# Thread: Symbolic Logic proof problem

1. ## Symbolic Logic proof problem

Hello, I am having a good deal of trouble solving this using the natural deduction rules. If someone could help me by showing the steps involved, that would be great. The argument is as follows: (x)(Fx ⊃(Gx • (y)Hy)) (Therefore) (∃y)(x)(Fx ⊃(Gx •Hy)) The nested y variable is confusing me, and I am not really sure how to go about solving this one using UI, EG, etc.
Btw, the methods that need to be used are those found in Copi's book, using the rules of inference, replacement, and quantification.

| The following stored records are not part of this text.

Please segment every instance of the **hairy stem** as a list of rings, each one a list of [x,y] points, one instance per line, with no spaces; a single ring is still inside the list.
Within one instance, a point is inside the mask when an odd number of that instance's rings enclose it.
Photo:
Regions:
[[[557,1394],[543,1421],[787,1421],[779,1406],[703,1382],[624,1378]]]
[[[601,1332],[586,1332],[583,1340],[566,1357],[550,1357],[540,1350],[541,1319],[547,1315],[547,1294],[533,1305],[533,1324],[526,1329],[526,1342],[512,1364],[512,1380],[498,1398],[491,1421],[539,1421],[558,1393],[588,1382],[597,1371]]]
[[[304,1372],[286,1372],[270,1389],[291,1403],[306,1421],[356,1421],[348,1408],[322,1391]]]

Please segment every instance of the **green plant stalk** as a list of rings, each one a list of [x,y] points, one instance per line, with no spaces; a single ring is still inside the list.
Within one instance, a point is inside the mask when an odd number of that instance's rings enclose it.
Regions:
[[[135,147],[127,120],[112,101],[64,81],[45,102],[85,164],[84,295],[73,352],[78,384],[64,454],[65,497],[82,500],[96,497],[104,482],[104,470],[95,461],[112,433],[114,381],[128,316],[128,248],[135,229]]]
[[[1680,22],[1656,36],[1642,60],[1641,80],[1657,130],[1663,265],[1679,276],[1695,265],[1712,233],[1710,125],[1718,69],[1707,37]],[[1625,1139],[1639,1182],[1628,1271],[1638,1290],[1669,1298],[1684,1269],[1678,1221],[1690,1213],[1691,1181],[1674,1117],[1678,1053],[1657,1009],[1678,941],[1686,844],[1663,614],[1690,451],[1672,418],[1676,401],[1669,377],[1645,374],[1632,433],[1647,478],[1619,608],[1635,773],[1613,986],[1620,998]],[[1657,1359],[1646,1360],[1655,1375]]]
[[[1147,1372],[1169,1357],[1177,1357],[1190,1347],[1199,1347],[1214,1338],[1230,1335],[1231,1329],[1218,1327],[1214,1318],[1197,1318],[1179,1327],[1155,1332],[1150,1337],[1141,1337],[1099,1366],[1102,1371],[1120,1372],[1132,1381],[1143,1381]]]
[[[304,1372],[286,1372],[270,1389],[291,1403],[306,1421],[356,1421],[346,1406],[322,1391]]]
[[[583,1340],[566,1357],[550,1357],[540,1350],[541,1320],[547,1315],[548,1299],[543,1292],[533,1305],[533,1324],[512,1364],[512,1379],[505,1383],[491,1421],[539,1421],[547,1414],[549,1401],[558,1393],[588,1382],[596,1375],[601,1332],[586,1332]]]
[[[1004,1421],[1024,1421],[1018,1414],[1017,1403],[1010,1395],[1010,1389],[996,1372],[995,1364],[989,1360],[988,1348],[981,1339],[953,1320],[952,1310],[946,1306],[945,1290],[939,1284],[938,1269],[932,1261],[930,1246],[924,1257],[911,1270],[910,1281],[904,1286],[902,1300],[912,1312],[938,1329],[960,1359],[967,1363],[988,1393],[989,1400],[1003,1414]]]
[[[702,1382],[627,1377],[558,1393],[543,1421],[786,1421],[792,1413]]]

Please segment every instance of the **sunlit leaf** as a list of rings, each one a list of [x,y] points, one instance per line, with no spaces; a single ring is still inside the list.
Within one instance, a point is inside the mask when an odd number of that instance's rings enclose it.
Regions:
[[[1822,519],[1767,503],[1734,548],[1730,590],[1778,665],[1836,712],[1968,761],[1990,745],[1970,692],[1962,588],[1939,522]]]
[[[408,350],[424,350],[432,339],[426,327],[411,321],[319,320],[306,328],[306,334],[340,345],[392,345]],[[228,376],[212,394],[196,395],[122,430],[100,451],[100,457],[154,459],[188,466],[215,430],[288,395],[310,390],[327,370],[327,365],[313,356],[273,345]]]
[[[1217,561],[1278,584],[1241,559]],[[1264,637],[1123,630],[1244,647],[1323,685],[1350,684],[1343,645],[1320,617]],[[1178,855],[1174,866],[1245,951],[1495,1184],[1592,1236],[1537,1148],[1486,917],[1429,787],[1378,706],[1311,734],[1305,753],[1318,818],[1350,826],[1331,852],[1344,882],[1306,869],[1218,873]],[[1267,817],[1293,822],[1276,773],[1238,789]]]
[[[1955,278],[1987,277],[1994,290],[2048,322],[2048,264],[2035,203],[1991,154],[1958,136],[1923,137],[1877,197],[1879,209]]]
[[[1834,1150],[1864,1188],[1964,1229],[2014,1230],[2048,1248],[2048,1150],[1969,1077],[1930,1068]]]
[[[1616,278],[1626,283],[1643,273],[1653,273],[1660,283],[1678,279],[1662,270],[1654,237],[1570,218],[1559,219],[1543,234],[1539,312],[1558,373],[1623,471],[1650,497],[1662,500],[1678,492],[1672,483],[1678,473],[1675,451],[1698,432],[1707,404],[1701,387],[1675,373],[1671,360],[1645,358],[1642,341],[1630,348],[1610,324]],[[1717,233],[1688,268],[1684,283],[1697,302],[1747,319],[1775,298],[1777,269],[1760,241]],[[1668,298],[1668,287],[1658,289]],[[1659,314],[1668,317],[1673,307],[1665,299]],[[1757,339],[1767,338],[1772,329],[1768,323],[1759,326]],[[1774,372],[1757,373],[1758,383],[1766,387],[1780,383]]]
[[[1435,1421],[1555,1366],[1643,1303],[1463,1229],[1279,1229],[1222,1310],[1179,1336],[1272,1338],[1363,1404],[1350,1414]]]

2. ## Re: Symbolic Logic proof problem

I'm not totally familiar with the notation you are using. Does the bullet • mean AND (conjunction) or OR (disjunction)? I believe the argument is invalid whether or not your • means AND or OR.

This is what I think the argument is:

Premise: For all x, if Fx, then it is the case that Gx OR/AND for all y, Hy.
Conclusion: There exists y such that for all x, if Fx, then it is the case that Gx OR/AND Hy.

In order to show that the argument is not valid, we have to find one instance in which the premise is true but the conclusion is false. If we take the statement "for all x, if Fx" to be true and the statement "for all y, Hy" to be false, then we can see that the conclusion is obviously false whereas the premise is vacuously true. This shows that the argument is untenable.

3. ## Re: Symbolic Logic proof problem

Originally Posted by Sylvia104
I'm not totally familiar with the notation you are using. Does the bullet • mean AND (conjunction) or OR (disjunction)?
The bullet (unfortunately) means conjunction in "Introduction to Logic" by I. Copi and C. Cohen.

Originally Posted by Sylvia104
If we take the statement "for all x, if Fx" to be true and the statement "for all y, Hy" to be false, then we can see that the conclusion is obviously false whereas the premise is vacuously true.
The premise is also false in this case. The original argument is valid, but only in nonempty models because it involves showing that (y)Hy ⊃ (∃y)Hy.